Thursday, May 6, 2010

Air France A330-200 F-GZCP lands at Paris-Charles de Gaulle Airport on March 28, 2007. The aircraft was destroyed in Air France Flight 447 when the plane hit and crashed in the Atlantic Ocean, killing all 228 people on board.
Image: Pawel Kierzkowski.

The flight data recorder and cockpit voice recorder, or "black boxes", from an Air France plane that crashed on June 1 last year in the Atlantic Ocean, have been localized to within about 2 square miles (5 square kilometers), a French official said on Thursday.

The French government and military officials have urged caution, saying there is no guarantee the flight recorders will be found. French navy spokesman Hugues du Plessis d'Argentre commented to AFP, "[I]t's like trying to find a shoe box in an area the size of Paris, at a depth of 3,000m (9,800ft) and in a terrain as rugged as the Alps."

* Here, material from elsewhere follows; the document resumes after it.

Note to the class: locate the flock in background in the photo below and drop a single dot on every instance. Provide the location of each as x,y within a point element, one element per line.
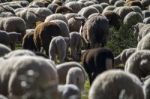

The aircraft, an Airbus A330-200, carrying 216 passengers and 12 crew members, for a total of 228 people on board, crashed in the Atlantic Ocean after flying in bad weather. The pitot tubes, which measure airspeed, are considered likely to have been a contributing factor to the crash. However, the actual cause has yet to be determined.

The search is now in its third phase, which started on March 30 – April 1, 2010 and was originally announced to last 30 days. However, on May 4, the search was extended to May 25.